WOLVES got the start they wanted, scoring their first try of 2014 after just 80 seconds, but it went downhill quickly after that.

Jordan Turner’s knock-on deep inside his own half gave the home side chance to shape up from a scrum.

After Roy Asotasi was held up five metres short, a long wide ball to the right from Michael Monaghan found Chris Bridge in enough space to squeeze a killer pass to Joel Monaghan and last season’s top try scorer flew over in the corner despite the covering attempts of Adam Swift.

Stefan Ratchford got plenty of weight and height behind his touchline conversion attempt, kicking into a stiff breeze, but his effort steered wide to leave it at 4-0.

Three dubious decisions from referee Phil Bentham went Saints’ way in the build-up to their ninth minute reply. This sponsorship with Specsavers for the officials is clearly not working!

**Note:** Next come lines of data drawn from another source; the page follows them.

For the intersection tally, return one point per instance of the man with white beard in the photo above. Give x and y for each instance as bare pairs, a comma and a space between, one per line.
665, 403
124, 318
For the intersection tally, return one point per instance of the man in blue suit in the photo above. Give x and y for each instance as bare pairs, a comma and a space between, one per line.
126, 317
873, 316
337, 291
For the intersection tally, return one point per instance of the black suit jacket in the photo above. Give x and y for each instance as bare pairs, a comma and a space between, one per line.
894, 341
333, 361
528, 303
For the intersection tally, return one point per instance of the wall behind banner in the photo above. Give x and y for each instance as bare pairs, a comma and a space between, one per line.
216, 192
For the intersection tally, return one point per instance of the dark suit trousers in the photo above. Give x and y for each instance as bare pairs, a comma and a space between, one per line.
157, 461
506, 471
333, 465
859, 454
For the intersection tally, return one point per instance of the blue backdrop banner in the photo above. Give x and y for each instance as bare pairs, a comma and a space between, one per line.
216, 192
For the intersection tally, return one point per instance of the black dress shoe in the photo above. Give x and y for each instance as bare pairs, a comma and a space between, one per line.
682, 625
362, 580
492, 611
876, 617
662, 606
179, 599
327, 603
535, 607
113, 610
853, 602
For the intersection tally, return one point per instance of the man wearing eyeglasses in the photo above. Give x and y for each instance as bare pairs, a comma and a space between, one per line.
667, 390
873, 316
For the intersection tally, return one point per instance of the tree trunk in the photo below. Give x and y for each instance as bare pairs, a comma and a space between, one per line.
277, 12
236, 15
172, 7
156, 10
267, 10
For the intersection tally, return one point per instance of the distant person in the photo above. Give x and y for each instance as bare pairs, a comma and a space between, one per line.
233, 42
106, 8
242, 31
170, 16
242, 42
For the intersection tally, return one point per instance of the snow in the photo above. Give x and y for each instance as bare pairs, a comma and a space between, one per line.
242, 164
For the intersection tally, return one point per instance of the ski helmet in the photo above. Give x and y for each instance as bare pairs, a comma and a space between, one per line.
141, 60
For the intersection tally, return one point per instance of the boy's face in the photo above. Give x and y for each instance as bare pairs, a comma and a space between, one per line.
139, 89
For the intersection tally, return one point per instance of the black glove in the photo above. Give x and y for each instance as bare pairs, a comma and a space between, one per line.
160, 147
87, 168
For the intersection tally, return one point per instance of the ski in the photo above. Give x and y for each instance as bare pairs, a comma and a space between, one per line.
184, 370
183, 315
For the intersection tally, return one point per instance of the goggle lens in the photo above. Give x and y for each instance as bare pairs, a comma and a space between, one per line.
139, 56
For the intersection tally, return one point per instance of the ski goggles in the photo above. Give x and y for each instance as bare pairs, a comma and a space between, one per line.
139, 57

After Saints got on the front foot from the first penalty of the game, there seemed to be a knock-on that Louie McCarthy-Scarsbrook got away with and after Wolves’ scrambling defence held out Ryan Atkins was pulled up for a knock-on that seemed to go backwards.

From the next set, Turner skilfully offloaded around Chris Riley for Tommy Makinson to dive over in the corner but the pass looked forward. Luke Walsh’s goal from the touchline put Saints two points clear.

The visitors were soon 12-4 in front, stand off Gary Wheeler being given the room to change his direction twice before feeding James Roby through a hole to the left of the sticks. Walsh’s extras put Saints in control after 16 minutes.

It soon got worse for Wolves, who felt aggrieved that Turner was not considered to have knocked on from the re-start.

A Walsh 40/20 paved the way for former Wakefield prop Kyle Amor to stretch his arm out of an almost completed tackle by Atkins and Trent Waterhouse. Walsh’s extras made it 18-4 to complete a rotten spell without a touch of the ball for Tony Smith’s side.

Wolves were rattled and dishevelled, seemingly unable to put two passes together as they tried to find a way back against a Saints defence buoyed by their scores and firing on all cylinders.

No protection from Bentham was coming Wolves’ way either as Sia Soliola committed a high tackle that looked a credible red card offence but not a word was said with the Samoan, just a penalty.

And a Jon Wilkin high tackle on Chris Riley came soon after.

Wolves only looked as though they were finding some rhythm again when Gareth O’Brien arrived on the field, getting a grip of organising the shape and structure as well as steering the side around the field.

But they still never looked like getting over the try line and the first-half scoring was completed with a Walsh penalty goal.